Runnin' Down A Dream
I pretty much live in a bubble these days, but after getting a Twitter notification on my phone about Tom Petty, I woke up early yesterday morning and read the article by Randy Lewis in the LA Times about Petty's death. Having recently read a biography of Johnny Cash by Robert Hilburn, the former music critic for the LA Times, I found the article especially poignant.
Today, as I drove from my parents' place out to pick up my son from preschool, I selected Tom Petty's "Full Moon Fever" on Spotify and when the song "Runnin' Down A Dream" came on, I turned up the volume. The song and the moment of a bright day in early October along the GW Parkway, past the airport, Gravelly Point, and paralleling the Potomac, came together; perfection.

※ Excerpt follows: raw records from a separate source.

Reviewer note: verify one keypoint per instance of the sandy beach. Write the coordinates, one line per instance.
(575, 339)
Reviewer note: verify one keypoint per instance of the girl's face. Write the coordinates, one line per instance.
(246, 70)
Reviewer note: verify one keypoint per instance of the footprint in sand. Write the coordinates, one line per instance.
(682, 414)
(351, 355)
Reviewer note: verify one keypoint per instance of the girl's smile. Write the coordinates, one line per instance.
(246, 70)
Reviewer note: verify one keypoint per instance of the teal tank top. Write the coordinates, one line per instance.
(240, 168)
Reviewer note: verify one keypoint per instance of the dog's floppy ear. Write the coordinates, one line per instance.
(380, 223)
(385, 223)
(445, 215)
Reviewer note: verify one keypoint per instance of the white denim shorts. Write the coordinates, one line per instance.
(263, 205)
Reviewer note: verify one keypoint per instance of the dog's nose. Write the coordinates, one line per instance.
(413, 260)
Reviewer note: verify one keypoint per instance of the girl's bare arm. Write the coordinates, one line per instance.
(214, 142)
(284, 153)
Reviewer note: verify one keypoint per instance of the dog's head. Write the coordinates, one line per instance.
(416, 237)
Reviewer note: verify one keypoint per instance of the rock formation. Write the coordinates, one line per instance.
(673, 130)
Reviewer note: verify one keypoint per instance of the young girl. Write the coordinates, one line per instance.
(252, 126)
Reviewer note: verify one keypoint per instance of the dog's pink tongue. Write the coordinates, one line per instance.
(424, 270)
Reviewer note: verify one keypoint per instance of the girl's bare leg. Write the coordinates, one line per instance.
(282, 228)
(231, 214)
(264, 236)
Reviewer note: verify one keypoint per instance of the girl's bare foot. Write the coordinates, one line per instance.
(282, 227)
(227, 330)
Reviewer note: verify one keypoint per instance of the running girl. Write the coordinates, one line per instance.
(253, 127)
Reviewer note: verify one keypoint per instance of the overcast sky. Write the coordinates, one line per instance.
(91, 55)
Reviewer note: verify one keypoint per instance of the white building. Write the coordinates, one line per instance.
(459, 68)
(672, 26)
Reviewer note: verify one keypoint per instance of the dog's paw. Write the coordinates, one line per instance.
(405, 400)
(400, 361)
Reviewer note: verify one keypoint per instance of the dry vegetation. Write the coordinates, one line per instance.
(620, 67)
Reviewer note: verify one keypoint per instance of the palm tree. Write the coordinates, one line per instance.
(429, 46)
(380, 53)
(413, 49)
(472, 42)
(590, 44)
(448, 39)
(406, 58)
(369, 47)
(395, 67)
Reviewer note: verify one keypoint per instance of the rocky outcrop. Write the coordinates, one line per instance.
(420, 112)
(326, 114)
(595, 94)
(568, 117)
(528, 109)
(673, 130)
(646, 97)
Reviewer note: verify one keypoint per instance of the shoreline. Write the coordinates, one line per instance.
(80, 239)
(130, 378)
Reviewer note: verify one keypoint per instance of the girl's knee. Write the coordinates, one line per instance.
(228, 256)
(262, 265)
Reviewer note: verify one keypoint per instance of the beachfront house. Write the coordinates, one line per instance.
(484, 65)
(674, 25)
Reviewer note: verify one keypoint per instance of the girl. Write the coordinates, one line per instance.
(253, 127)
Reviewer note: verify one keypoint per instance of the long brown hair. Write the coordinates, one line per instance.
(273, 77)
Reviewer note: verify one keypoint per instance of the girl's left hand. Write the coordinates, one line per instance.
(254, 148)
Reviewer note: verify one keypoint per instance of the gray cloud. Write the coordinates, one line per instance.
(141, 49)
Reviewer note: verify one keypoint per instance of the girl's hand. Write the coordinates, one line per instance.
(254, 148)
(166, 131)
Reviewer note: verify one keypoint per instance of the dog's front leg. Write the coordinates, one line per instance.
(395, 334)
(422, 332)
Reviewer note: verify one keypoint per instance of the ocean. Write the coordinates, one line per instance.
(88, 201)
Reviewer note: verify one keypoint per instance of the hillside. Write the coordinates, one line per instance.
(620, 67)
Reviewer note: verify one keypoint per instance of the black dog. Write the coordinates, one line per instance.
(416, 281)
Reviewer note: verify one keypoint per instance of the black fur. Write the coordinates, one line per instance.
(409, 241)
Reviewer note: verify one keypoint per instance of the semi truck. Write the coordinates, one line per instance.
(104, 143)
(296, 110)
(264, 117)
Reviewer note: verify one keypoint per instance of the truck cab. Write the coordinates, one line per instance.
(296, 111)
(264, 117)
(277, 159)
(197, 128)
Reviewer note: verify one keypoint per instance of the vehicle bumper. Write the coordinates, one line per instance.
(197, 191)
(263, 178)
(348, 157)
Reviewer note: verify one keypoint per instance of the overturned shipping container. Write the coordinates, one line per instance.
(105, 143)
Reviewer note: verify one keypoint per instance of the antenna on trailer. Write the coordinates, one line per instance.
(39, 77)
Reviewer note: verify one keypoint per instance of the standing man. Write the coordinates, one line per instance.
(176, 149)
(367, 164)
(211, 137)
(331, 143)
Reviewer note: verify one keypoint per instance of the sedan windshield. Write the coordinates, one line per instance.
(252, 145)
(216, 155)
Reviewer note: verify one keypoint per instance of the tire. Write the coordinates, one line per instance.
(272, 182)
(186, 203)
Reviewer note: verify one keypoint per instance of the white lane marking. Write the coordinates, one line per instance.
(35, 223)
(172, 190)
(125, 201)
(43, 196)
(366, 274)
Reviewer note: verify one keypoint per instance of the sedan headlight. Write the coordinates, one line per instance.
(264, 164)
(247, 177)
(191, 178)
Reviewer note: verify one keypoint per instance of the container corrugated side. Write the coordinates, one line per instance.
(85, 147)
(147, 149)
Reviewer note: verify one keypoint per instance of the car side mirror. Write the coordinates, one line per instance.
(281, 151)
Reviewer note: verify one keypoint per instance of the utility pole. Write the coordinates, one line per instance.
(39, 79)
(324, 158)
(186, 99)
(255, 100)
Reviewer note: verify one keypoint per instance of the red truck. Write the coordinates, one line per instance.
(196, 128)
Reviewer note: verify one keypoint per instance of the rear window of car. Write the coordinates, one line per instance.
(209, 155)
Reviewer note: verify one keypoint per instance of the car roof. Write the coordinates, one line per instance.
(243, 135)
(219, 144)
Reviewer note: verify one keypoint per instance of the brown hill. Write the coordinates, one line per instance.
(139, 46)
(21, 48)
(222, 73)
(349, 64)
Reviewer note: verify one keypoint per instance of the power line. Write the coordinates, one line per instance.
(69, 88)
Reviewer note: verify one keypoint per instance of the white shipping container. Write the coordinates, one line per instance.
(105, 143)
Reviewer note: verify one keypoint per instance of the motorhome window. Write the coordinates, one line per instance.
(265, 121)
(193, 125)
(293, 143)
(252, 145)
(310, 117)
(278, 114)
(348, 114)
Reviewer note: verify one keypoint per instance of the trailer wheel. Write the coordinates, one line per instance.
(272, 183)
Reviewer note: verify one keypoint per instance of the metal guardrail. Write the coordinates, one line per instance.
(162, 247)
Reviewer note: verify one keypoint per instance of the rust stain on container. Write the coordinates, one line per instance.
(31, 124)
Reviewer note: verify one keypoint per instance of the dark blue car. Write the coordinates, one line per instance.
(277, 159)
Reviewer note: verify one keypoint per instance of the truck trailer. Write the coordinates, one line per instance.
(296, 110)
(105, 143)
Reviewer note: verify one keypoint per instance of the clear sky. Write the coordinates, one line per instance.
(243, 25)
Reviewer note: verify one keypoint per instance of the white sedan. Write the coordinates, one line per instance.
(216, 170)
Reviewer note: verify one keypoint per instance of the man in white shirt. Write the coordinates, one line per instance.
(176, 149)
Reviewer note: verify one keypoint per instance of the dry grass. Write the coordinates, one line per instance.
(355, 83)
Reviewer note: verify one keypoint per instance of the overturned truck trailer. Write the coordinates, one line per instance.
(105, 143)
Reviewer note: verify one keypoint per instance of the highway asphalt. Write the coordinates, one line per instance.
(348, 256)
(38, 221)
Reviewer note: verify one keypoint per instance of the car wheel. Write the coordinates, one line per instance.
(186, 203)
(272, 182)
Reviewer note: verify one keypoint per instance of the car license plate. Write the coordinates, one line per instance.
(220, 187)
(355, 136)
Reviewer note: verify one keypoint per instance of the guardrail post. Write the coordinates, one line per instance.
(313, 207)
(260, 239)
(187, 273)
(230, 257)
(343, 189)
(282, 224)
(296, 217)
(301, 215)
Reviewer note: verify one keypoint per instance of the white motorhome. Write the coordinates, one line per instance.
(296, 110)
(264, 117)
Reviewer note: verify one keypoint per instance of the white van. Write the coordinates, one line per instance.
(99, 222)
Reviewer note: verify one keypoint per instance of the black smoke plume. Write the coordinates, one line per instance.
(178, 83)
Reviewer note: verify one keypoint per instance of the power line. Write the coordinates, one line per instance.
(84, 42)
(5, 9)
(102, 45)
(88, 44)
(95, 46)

I grew up with my dad playing The Traveling Wilburys on the stereo, and I owned a CD of "Full Moon Fever" that I either bought at the local Record and Tape Exchange, or picked up at Kemp Mill Records, or maybe even through Columbia House. I now realize that I know so many of Petty's lyrics simply because his songs were constantly on the radio when I was a teenager. I never saw him live in concert, never watched his music videos (no cable - thanks Mom and Dad).
As I watch my parents age and go through illness, it's music like Petty's that reminds me how grateful I am that they raised me to love all kinds of music. My parents are 64 and 65, and Tom Petty was only 66. This is the harsh reality of being human; people die. Those we love up close, sitting by hospital beds, and those we admire from afar, who seem to just follow one after another these days. And we often don't understand why or how.
Today, as I left my parents, both weak and tired, too soon, too soon, I wanted to tell my dad that I loved him, but I didn't. I wanted to kiss my mother goodbye, but she was asleep, recovering from major surgery. So, Mom, Dad, I love you, whether or not you ever read THIS.